Dans le cancer de la prostate, domaine où les preuves sont les plus consistantes, l'activité physique réduit le risque de mortalité. Une méta-analyse (1) s’intéressant à différents cancers a en effet conclu que des niveaux plus élevés d’AP post-diagnostic étaient associés à une amélioration de la survie pour au moins 11 types de cancer, dont celui de la prostate [HR = 0,70 (0,55 à 0,90) IC95 %]. Cette corrélation n'a pas été démontrée de manière aussi nette dans d'autres cancers urologiques, tels que les cancers du rein ou de la vessie, mais il est indéniable que l’APA contribue à améliorer le bien-être général et la qualité de vie.
L’essai Erase (2) conduit chez des patients en surveillance active pour un cancer de la prostate a par ailleurs conclu qu’un programme supervisé de HIIT (entraînement fractionné de haute intensité) d'une durée de 12 semaines pourrait améliorer l'anxiété spécifique au cancer de la prostate, la peur de sa progression, les symptômes hormonaux, le stress, la fatigue et l'estime de soi.
En pratique, bien qu'il n'y ait pas de directives spécifiques émises par des sociétés savantes en urologie, les recommandations de l'Inca (Institut national du cancer) s’appliquent : limiter le temps passé en position assise et pratiquer au minimum 30 minutes d'activité physique modérée par jour. Les activités aérobies sont encouragées, telles que la marche de manière régulière, tout en intégrant deux séances hebdomadaires de renforcement musculaire sous la supervision d’un enseignant APA ou un professionnel paramédical, par exemple un kinésithérapeute formé à l’APA.
L’expérience rennaise
« Du fait des bénéfices avérés de l’APA pour nos patients atteints de cancer prostatique, nous devons désormais nous organiser afin de la proposer systématiquement », défend le Pr Romain Mathieu.
Dans cette optique, le CHU de Rennes a adossé à sa consultation d’uro-oncologie une prise en charge par un enseignant APA avec, par ailleurs, la structuration d’un réseau pour orienter les patients vers des structures adaptées.
« Parmi les patients atteints de cancer de la prostate dans notre service, les séances d’APA sont prioritairement proposées à ceux sous hormonothérapie, en raison des effets potentiels cardiovasculaires, de la prise de poids et de la sarcopénie associés à ce traitement. »
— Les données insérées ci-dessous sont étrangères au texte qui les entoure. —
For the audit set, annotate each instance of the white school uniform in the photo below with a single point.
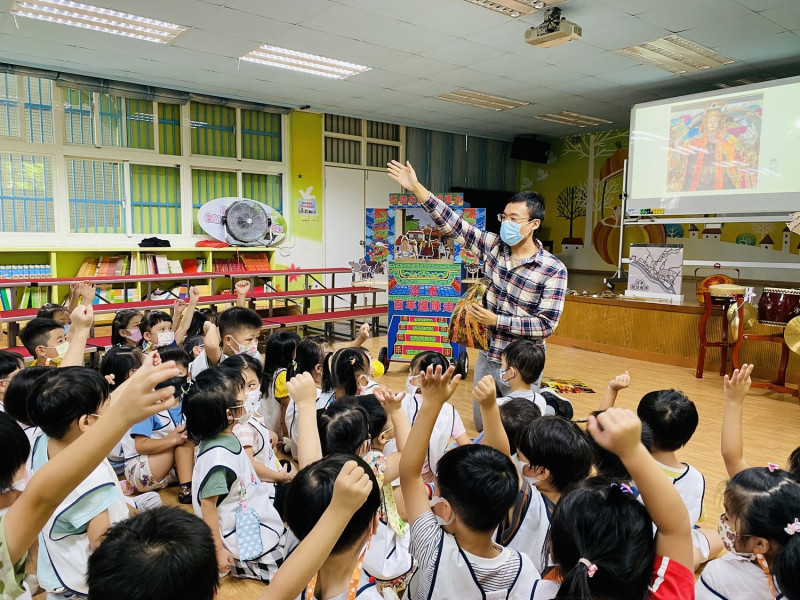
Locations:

Cette démarche a été initiée grâce à des stagiaires du laboratoire Médecine Sport Santé, dirigé par la Pr Amélie Rebillard. Leurs recherches portent sur les mécanismes par lesquels l'activité physique exerce des effets bénéfiques sur l'évolution et la survie des patients atteints de cancer. « Notre objectif était d'évaluer la manière dont nous pourrions proposer une APA aux hommes atteints de cancer prostatique, explique Romain Mathieu. Pour nous adapter au profil de ces patients, peu enclins à partager du temps d’APA en groupe, nous avons développé un programme d'activités physiques à distance, guidé par un enseignant APA. Une réévaluation périodique des patients est instituée depuis trois ans, en collaboration avec l’enseignant APA au sein de notre consultation d'oncologie. »
À l'hôpital ou en médecine libérale, les urologues peuvent prescrire l’APA, laquelle est dispensée dans les maisons sport-santé, des associations, etc. La Ligue contre le cancer propose des séances d’APA de proximité et un maillage territorial se développe. De nombreux établissements développent les soins de support, intégrant activement les enseignants APA.
(1) Friedenreich CM et al. Physical Activity and Mortality in Cancer Survivors: A Systematic Review and Meta-Analysis. JNCI Cancer Spectr. 2019 Oct 17;4(1):pkz080.
(2) Kang DW et al. A Randomized Trial of the Effects of Exercise on Anxiety, Fear of Cancer Progression and Quality of Life in Prostate Cancer Patients on Active Surveillance. J Urol. 2022 Apr;207(4):814-822.